Really? Someone uses this book in their campaign? Wonder what that's like. Wait, don't tell me. Forget I asked.![]()
Zireal said:I disliked the additional ability score, but Perform wasn't bad. At least some of the feats made sense of "chainmail bikini".
I'm currently running a Forgotten Realms campaign that uses the Sisters of Rapture material, BOEF and some other similar-themed 3rd party material. I've modified the Sisters background heavily to fit with Forgotten Realms and the campaign itself, but the campaign is a high-powered one with an excellent storyline. We play on d20Pro as well as have RP on our forums and MSN.
I'm currently running a Forgotten Realms campaign that uses the Sisters of Rapture material, BOEF and some other similar-themed 3rd party material. I've modified the Sisters background heavily to fit with Forgotten Realms and the campaign itself, but the campaign is a high-powered one with an excellent storyline. We play on d20Pro as well as have RP on our forums and MSN.
I'm pretty experienced with the Sisters of Rapture, BOEF and those kinds of materials. They can really add flavor to a campaign and make it unique: you just have to balance that flavor with the reality of the rules, adjusting things to fit. Just like any material you include, its only as hard as you make it.
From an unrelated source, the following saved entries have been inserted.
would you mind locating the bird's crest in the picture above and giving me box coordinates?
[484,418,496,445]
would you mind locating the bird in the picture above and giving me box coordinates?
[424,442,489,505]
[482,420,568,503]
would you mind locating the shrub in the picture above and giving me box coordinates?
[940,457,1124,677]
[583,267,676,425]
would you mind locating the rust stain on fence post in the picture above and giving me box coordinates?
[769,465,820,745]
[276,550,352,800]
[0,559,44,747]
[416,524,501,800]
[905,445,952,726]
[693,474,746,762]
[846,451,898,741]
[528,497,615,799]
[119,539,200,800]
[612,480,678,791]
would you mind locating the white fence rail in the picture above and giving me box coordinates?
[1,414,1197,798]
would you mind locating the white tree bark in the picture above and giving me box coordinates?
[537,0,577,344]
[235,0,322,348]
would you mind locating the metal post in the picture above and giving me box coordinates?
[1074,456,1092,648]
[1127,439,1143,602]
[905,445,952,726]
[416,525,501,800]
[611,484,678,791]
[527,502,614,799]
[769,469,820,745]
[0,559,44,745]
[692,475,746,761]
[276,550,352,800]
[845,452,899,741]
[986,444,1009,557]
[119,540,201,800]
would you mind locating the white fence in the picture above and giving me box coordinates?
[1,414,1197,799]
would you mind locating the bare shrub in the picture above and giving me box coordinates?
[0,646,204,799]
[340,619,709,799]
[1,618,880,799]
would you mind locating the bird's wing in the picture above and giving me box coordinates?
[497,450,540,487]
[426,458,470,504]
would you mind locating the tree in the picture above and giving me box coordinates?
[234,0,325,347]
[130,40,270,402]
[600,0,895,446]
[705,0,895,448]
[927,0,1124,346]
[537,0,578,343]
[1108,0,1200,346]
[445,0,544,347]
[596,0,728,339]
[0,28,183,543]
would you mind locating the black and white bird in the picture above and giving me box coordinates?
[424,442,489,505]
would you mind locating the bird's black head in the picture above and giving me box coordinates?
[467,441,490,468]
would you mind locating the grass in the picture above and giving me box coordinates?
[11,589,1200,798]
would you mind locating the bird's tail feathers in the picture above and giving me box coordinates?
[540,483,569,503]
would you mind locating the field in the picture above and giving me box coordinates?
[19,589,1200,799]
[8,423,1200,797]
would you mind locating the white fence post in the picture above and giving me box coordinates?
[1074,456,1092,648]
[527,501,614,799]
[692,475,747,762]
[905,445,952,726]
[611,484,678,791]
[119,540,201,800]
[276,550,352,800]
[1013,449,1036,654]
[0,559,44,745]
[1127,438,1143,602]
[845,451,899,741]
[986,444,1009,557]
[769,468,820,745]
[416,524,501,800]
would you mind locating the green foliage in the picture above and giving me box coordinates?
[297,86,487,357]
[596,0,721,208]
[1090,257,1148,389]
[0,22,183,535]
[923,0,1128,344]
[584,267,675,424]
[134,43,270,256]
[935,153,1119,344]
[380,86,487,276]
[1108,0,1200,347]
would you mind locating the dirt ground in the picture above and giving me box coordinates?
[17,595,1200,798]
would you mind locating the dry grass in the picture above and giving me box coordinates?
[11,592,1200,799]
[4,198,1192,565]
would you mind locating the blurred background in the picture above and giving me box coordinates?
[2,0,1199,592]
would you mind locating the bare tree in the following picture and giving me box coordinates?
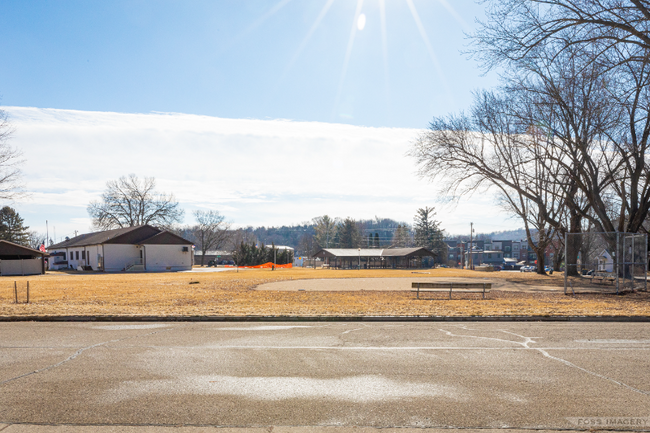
[298,232,318,256]
[87,174,184,230]
[411,90,567,274]
[226,228,257,251]
[0,108,24,200]
[472,0,650,71]
[27,231,47,250]
[191,210,231,266]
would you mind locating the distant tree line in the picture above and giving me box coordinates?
[232,242,293,266]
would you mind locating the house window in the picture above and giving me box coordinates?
[449,254,454,259]
[82,251,85,260]
[76,251,79,260]
[487,253,492,259]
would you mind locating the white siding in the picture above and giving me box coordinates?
[145,245,192,271]
[47,243,190,272]
[1,258,43,275]
[103,244,141,272]
[47,249,68,270]
[86,245,101,270]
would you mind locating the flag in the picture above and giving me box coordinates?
[39,243,46,253]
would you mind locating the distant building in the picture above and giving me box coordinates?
[193,250,234,266]
[598,249,614,272]
[47,225,193,272]
[312,247,435,269]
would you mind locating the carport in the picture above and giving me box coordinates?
[0,240,48,276]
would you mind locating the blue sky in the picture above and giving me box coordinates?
[0,0,511,240]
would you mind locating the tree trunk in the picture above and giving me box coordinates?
[565,214,582,276]
[534,246,546,275]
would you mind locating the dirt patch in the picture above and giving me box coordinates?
[256,277,557,292]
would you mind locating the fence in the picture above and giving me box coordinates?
[13,281,30,304]
[564,232,647,294]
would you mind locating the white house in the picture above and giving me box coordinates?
[47,225,193,272]
[598,249,614,272]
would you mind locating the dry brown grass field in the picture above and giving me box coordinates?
[0,268,648,317]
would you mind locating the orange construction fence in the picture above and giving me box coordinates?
[238,262,292,269]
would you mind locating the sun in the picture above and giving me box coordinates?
[357,13,366,30]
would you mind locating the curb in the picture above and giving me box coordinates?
[1,315,650,322]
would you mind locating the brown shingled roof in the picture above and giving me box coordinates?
[139,231,193,245]
[48,225,171,249]
[0,240,48,257]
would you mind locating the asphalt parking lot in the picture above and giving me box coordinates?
[1,322,649,431]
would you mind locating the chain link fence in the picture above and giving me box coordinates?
[563,232,647,294]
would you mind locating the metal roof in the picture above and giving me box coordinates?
[380,247,435,257]
[314,248,383,258]
[312,247,435,258]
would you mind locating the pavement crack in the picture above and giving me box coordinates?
[439,328,527,347]
[341,326,365,335]
[0,327,173,387]
[535,346,650,396]
[496,330,650,396]
[441,328,649,397]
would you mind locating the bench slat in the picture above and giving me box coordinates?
[411,282,492,289]
[411,281,491,300]
[411,289,490,293]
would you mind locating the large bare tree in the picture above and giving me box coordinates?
[87,174,184,230]
[411,90,567,273]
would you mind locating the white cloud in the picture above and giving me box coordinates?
[4,106,511,238]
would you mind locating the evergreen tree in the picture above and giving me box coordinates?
[0,206,29,245]
[374,232,380,248]
[313,215,338,248]
[337,217,361,248]
[367,234,373,248]
[414,207,447,264]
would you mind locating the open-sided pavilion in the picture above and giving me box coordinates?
[312,247,435,269]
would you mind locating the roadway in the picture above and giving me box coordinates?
[1,322,649,431]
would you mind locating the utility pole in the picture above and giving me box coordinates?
[460,241,464,269]
[470,222,474,270]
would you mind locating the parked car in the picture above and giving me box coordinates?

I will say that Sisters of Rapture is an excellent book. It is an interesting take on the classic intimate theme, though unless you are really going to make the Sisters a central part of your campaign, it won't have a lot of information that can assist you, where BOEF is very wide-scoped (if odd).
Not to turn it into a shameless plug, but I'm always looking for new players and if anyone is interested in knowing more about the campaign I'm running, I'd be happy to link you.
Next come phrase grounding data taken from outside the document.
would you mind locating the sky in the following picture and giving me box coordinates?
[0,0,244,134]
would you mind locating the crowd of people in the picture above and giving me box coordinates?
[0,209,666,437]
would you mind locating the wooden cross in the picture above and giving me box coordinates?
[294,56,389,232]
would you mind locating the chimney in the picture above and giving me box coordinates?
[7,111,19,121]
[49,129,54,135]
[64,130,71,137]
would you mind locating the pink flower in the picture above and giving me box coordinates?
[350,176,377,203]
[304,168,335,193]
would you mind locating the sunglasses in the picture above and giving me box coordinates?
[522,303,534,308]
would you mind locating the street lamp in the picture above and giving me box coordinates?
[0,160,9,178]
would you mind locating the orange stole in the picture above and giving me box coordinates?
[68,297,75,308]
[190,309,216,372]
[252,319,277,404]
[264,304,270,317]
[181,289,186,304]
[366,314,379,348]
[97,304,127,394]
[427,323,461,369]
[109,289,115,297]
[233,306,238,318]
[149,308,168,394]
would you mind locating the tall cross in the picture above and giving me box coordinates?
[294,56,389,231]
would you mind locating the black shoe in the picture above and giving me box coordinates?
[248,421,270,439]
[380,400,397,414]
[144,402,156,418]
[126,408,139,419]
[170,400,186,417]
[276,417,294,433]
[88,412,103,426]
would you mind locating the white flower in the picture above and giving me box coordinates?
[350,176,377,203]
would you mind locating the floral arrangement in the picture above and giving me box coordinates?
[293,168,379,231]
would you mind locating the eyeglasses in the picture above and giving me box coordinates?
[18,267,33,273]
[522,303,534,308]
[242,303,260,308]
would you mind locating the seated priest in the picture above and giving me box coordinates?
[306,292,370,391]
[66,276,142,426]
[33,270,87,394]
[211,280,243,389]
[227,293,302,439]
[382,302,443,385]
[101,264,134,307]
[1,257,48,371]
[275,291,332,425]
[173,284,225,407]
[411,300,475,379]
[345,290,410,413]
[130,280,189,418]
The most broken thing that I saw in the BoEF was the pleasurable magic weapon quality.
This magic weapon quality makes your weapon deal nonlethal damage, and also causes a creature hit by it - on every single hit, mind you - to make a DC 15 Will save, or be affected by an orgasmic vibrations spell.
Now, by itself the concept of a weapon that causes people to have an orgasm when hit with it is probably too silly for most people, but that's not the problem. The problem is that if you fail the save against orgasmic vibrations, you're dazed for 1 round per caster level (the magic weapon quality has a minimum caster level of 7).
So effectively, every hit with a pleasurable weapon forces a creature to make a Will save or be taken out of the fight for 7 rounds. I'm sorry, but that's broken as hell.